Brilliant-Lerman received "candidate of sciences" degree (equivalent to a Ph.D.) in 1935 for her work in plant physiology. With her study "Photosynthesis as a vital function of plants" in 1941, she became a Doctor of Sciences. By this time, she was recognised as a specialist in photosynthesis in Soviet Russia and she became one of the leading scientists at the Botanical Institute and she headed the Department of Ecology and Physiology of Plants as well as teaching there from 1945 until her death in 1954.

== Death and legacy ==
Brilliant-Lerman died on 17 May 1954 in Leningrad, at the age of 66.
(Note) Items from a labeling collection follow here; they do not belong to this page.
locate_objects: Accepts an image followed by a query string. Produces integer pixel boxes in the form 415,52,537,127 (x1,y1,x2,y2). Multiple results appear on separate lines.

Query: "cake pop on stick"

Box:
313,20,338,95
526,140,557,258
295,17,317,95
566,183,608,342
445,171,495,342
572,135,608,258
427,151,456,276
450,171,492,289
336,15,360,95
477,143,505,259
With her research, Brilliant-Lerman demonstrated that photosynthesis is a function of a living plant rather than a conventional physico-chemical process. She also researched the effect of acidity of the medium, oxygen in the air and other ecological factors on the intensity of photosynthesis. Her work had a single-minded focus on the examination of the nature and characteristics of the photosynthesis process in plants and what she called "the physiology of photosynthesis" or "the ecology of photosynthesis". Brilliant-Lerman's work also contributed to the establishment of a new field of experimental botany in Russia.

She has an entry in the Great Soviet Encyclopedia.